The use of drugs of the tetracycline class, including doxycycline, during tooth development (last half of pregnancy, infancy and childhood to the age of 8 years) may cause permanent discoloration of the teeth (yellow-gray-brown). This adverse reaction is more common during long-term use of the drugs, but it has been observed following repeated short-term courses. Enamel hypoplasia has also been reported. Use of doxycycline in pediatric patients 8 years of age or less only when the potential benefits are expected to outweigh the risks in severe or life-threatening conditions (e.g. anthrax, Rocky Mountain spotted fever), particularly when there are no alternative therapies.

Clostridium difficile associated diarrhea (CDAD) has been reported with use of nearly all antibacterial agents, including doxycycline, and may range in severity from mild diarrhea to fatal colitis.
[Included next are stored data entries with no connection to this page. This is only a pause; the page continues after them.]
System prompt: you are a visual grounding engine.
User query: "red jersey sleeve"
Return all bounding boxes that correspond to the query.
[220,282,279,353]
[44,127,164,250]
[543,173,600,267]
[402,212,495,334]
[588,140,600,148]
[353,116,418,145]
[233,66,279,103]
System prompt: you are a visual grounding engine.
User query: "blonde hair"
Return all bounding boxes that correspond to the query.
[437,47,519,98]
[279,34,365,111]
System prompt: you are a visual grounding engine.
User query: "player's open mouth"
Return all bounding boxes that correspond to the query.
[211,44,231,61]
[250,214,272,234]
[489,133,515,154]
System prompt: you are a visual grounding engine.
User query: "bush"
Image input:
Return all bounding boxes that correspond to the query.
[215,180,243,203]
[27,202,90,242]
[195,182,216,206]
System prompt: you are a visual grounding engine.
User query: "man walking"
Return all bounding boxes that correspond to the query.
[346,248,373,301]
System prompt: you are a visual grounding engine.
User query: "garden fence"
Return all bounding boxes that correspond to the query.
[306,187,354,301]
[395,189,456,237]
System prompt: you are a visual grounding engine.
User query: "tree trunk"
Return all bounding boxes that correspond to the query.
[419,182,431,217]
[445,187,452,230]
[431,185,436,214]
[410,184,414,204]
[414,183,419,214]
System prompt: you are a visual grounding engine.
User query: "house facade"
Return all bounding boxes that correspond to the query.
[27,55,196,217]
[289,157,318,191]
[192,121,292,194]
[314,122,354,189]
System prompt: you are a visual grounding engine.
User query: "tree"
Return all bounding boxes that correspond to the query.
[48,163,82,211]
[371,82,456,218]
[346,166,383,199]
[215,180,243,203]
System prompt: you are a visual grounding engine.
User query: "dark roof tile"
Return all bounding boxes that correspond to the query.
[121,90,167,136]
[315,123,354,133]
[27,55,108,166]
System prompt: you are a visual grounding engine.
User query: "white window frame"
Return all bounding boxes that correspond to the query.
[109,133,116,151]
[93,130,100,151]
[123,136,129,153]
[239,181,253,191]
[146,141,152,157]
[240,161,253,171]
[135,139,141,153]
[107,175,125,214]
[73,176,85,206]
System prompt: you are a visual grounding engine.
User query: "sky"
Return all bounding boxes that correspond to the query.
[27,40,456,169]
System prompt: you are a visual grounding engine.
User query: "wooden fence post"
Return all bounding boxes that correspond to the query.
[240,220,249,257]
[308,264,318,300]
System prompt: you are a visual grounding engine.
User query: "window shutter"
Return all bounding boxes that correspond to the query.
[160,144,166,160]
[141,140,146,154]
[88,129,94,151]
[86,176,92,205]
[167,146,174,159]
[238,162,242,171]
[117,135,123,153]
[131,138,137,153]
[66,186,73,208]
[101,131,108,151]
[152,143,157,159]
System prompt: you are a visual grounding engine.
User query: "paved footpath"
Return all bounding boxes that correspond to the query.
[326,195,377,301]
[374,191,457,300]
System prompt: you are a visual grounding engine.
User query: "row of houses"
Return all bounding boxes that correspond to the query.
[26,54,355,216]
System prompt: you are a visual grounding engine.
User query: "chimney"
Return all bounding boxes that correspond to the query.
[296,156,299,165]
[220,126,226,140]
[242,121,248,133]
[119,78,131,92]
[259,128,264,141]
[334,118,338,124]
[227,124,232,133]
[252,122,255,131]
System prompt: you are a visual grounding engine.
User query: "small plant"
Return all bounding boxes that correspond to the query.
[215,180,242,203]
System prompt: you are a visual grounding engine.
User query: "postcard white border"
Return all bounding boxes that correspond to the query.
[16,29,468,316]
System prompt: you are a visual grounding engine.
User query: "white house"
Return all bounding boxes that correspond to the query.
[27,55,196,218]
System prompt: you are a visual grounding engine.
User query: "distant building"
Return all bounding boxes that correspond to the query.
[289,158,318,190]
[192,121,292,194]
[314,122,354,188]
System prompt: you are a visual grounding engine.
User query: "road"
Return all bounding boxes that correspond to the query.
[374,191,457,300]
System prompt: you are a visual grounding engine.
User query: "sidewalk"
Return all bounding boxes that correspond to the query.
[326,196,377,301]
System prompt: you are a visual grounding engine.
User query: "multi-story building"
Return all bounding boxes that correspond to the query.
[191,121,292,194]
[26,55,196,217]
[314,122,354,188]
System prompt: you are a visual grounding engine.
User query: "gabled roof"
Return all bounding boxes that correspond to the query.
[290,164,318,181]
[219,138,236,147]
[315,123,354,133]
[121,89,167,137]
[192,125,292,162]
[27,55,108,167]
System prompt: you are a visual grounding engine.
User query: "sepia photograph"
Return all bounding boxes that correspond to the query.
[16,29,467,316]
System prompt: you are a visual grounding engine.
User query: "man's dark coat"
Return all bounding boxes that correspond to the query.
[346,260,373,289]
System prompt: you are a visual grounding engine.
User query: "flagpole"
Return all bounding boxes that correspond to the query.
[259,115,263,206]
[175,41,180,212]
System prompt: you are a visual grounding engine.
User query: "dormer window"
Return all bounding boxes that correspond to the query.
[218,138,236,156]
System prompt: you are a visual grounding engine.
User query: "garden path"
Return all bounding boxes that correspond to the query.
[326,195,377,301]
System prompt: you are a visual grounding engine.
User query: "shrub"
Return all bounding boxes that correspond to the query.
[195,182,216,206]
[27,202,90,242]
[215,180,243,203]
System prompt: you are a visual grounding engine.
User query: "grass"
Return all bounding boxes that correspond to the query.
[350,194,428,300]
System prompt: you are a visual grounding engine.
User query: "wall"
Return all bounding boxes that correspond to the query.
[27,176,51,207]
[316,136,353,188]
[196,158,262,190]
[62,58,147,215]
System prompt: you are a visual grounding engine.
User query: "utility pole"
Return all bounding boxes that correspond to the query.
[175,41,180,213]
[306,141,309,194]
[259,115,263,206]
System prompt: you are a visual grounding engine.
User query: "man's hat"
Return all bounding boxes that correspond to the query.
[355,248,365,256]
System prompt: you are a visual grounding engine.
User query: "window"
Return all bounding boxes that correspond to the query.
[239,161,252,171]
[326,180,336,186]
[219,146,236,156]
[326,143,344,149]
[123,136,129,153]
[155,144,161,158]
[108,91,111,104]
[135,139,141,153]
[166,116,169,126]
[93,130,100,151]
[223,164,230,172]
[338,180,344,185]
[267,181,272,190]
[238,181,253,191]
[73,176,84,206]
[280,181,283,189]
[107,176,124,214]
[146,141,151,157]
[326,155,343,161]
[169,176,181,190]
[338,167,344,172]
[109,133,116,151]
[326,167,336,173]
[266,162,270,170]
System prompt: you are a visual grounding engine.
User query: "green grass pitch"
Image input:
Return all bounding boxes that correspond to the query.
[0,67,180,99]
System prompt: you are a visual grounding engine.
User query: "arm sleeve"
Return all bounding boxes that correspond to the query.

Treatment with antibacterial agents alters the normal flora of the colon leading to overgrowth of C. difficile.

C. difficile produces toxins A and B which contribute to the development of CDAD. Hypertoxin producing strains of C. difficile cause increased morbidity and mortality, as these infections can be refractory to antimicrobial therapy and may require colectomy. CDAD must be considered in all patients who present with diarrhea following antibiotic use. Careful medical history is necessary since CDAD has been reported to occur over two months after the administration of antibacterial agents.

If CDAD is suspected or confirmed, ongoing antibiotic use not directed against C. difficile may need to be discontinued. Appropriate fluid and electrolyte management, protein supplementation, antibiotic treatment of C. difficile , and surgical evaluation should be instituted as clinically indicated.

Intracranial hypertension (IH, pseudotumor cerebri) has been associated with the use of tetracyclines including doxycycline. Clinical manifestations of IH include headache, blurred vision, diplopia, and vision loss; papilledema can be found on fundoscopy. Women of childbearing age who are overweight or have a history of IH are at greater risk for developing tetracycline associated IH. Concomitant use of isotretinoin and doxycycline should be avoided because isotretinoin is also known to cause pseudotumor cerebri.

Although IH typically resolves after discontinuation of treatment, the possibility for permanent visual loss exists. If visual disturbance occurs during treatment, prompt ophthalmologic evaluation is warranted. Since intracranial pressure can remain elevated for weeks after drug cessation patients should be monitored until they stabilize.

All tetracyclines form a stable calcium complex in any bone-forming tissue. A decrease in the fibula growth rate has been observed in prematures given oral tetracycline in doses of 25 mg/kg every six hours. This reaction was shown to be reversible when the drug was discontinued.

Results of animal studies indicate that tetracyclines cross the placenta, are found in fetal tissues, and can have toxic effects on the developing fetus (often related to retardation of skeletal development). Evidence of embryo toxicity has been noted in animals treated early in pregnancy. If any tetracycline is used during pregnancy or if the patient becomes pregnant while taking these drugs, the patient should be apprised of the potential hazard to the fetus.

The antianabolic action of the tetracyclines may cause an increase in BUN. Studies to date indicate that this does not occur with the use of doxycycline in patients with impaired renal function.

Photosensitivity manifested by an exaggerated sunburn reaction has been observed in some individuals taking tetracyclines. Patients apt to be exposed to direct sunlight or ultraviolet light should be advised that this reaction can occur with tetracycline drugs, and treatment should be discontinued at the first evidence of skin erythema.